Many of Highmark's ACA enrollees suffered from expensive chronic conditions and sought treatment more often than expected after being locked out of affordable coverage for many years. In 2015, the second full year of ACA enrollment, UnitedHealth Group, Health Care Service Corp. and several other big insurance carriers posted heavy losses on the exchanges. UnitedHealth, which mispriced many of its plans, has threatened to leave the marketplaces altogether.
Executives at Highmark, a Blue Cross and Blue Shield affiliate based in Pittsburgh, said they are working to stabilize the organization's ACA business, which may include higher premium hikes for 2017 plans. They also chastised the federal government for shortchanging the ACA's risk-corridor payments, which serve as a safety valve for health plans and attempt to keep premium rates stable in the early years. However, Congress made that program budget-neutral.
“These losses are unsustainable for anyone,” Highmark Health CEO David Holmberg said on a call with reporters Friday.
Highmark is still owed $500 million under the risk-corridor program, and HHS has said it will find a way to fund the program. Holmberg said Highmark has met with government officials “regularly to discuss how they plan to honor their commitment.”
The not-for-profit Highmark, which also owns Pittsburgh's Allegheny Health Network, a hospital and doctor system, has viewed the exchanges as a way to expand access to care, but their long-term stability will be predicated on the stability of rates, creating the right provider networks and actively managing the care of the members.

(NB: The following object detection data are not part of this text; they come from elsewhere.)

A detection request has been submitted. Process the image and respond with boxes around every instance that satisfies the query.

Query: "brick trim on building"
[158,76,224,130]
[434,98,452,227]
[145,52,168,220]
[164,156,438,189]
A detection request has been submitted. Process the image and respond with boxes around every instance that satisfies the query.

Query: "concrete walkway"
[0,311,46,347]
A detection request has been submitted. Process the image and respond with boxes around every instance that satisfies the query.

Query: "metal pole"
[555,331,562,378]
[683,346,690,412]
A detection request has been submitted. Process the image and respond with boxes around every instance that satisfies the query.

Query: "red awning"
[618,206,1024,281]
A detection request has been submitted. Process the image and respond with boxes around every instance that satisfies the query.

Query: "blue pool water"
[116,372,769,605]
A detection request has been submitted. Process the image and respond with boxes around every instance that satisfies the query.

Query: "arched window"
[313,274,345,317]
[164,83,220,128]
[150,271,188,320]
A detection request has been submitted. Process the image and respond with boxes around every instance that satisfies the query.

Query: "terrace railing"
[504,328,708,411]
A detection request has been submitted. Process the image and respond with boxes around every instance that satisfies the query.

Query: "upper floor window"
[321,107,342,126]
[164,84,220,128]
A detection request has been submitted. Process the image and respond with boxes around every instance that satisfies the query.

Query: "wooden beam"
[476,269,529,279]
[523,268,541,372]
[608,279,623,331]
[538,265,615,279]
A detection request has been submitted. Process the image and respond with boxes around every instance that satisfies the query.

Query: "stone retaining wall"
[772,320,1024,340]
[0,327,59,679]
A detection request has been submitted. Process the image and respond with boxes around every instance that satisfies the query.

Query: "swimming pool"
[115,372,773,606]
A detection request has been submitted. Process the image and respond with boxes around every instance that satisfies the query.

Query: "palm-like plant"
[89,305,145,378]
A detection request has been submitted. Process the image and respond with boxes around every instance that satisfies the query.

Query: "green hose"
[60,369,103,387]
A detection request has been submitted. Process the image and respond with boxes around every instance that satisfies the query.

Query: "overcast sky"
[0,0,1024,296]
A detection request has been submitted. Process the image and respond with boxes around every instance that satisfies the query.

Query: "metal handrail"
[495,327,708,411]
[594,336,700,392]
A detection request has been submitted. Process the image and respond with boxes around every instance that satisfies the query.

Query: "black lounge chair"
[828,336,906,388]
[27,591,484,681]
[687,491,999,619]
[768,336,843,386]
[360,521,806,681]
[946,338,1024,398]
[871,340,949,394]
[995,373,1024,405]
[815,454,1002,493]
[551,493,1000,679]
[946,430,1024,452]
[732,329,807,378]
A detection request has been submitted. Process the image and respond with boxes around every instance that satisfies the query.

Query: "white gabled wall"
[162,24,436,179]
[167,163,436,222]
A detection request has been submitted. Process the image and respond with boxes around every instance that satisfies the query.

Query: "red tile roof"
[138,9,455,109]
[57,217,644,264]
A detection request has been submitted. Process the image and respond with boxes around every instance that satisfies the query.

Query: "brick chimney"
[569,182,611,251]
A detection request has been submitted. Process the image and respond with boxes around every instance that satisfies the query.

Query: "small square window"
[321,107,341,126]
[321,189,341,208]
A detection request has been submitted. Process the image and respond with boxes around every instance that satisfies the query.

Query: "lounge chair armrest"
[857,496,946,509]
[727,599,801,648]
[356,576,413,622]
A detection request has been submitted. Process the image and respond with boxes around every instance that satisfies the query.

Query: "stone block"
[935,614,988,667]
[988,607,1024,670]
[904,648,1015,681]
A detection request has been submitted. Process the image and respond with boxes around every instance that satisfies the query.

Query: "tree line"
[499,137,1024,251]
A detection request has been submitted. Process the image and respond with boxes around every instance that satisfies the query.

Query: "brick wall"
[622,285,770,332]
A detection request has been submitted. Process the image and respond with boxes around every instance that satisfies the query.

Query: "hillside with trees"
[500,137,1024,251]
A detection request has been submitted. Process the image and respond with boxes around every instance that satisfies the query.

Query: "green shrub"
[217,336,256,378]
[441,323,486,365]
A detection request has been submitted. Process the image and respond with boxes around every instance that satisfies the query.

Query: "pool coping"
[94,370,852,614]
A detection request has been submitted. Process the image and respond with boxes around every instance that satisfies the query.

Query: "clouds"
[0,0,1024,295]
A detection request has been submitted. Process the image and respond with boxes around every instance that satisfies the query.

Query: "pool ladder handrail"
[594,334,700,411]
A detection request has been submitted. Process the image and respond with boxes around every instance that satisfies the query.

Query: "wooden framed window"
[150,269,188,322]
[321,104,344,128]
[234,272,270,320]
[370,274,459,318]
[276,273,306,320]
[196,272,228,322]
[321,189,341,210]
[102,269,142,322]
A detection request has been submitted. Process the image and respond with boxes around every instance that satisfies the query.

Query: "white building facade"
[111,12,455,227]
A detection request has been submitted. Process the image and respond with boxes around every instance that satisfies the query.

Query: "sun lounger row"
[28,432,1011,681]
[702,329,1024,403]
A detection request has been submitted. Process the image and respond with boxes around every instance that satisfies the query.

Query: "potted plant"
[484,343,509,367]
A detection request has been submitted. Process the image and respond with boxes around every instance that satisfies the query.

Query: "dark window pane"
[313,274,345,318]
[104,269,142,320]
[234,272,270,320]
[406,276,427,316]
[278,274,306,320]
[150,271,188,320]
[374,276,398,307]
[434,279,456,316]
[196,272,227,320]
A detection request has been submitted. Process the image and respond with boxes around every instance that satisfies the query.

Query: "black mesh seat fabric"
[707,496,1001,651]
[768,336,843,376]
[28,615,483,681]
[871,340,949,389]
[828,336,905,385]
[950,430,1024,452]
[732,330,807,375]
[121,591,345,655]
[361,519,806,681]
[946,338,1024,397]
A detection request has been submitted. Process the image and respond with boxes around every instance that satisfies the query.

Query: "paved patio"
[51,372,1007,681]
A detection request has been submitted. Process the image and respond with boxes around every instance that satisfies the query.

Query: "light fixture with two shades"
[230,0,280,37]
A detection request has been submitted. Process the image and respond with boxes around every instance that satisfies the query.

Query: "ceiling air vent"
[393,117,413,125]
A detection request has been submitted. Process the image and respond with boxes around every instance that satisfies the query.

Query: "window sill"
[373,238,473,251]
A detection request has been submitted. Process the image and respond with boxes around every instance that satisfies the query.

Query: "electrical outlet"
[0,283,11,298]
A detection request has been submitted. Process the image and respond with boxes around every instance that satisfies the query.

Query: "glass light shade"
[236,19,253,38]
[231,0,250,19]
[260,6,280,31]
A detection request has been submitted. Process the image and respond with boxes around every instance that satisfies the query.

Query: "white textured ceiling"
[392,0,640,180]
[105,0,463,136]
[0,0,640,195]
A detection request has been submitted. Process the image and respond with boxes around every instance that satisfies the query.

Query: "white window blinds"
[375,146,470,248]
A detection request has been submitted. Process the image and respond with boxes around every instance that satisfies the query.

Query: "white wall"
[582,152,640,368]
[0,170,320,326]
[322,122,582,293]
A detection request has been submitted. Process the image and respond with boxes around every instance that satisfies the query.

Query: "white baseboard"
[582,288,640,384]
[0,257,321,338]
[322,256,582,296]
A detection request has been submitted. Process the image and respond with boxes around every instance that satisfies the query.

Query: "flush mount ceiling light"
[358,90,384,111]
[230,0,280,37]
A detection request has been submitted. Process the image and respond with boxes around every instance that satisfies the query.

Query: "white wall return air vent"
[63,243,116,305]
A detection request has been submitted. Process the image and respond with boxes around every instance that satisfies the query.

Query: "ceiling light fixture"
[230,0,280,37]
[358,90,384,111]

“Our decision to be a part of the ACA exchanges was based on our fundamental responsibility to be a social mission organization,” Holmberg told Modern Healthcare last year. “As we go forward, there's got to be an evolution, and the government has got to play a role, as we shape the kinds of offerings that are on the exchanges."
Highmark's operating loss in 2015 totaled $565 million, nearly three times higher than the loss recorded in 2014. Holmberg and Chief Financial Officer Karen Hanlon attributed most of the increase to the costly ACA exchange population. Only a small portion of the operating deficit, $36 million, came from Allegheny Health Network, which posted higher inpatient and outpatient volumes.
Highmark's revenue in 2015 climbed 5.5% to $17.7 billion. The organization's total deficit, including investment profits, was $85 million, almost the same as 2014. Highmark was able to keep its net loss stable thanks in large part to its acquisition of Blue Cross of Northeastern Pennsylvania.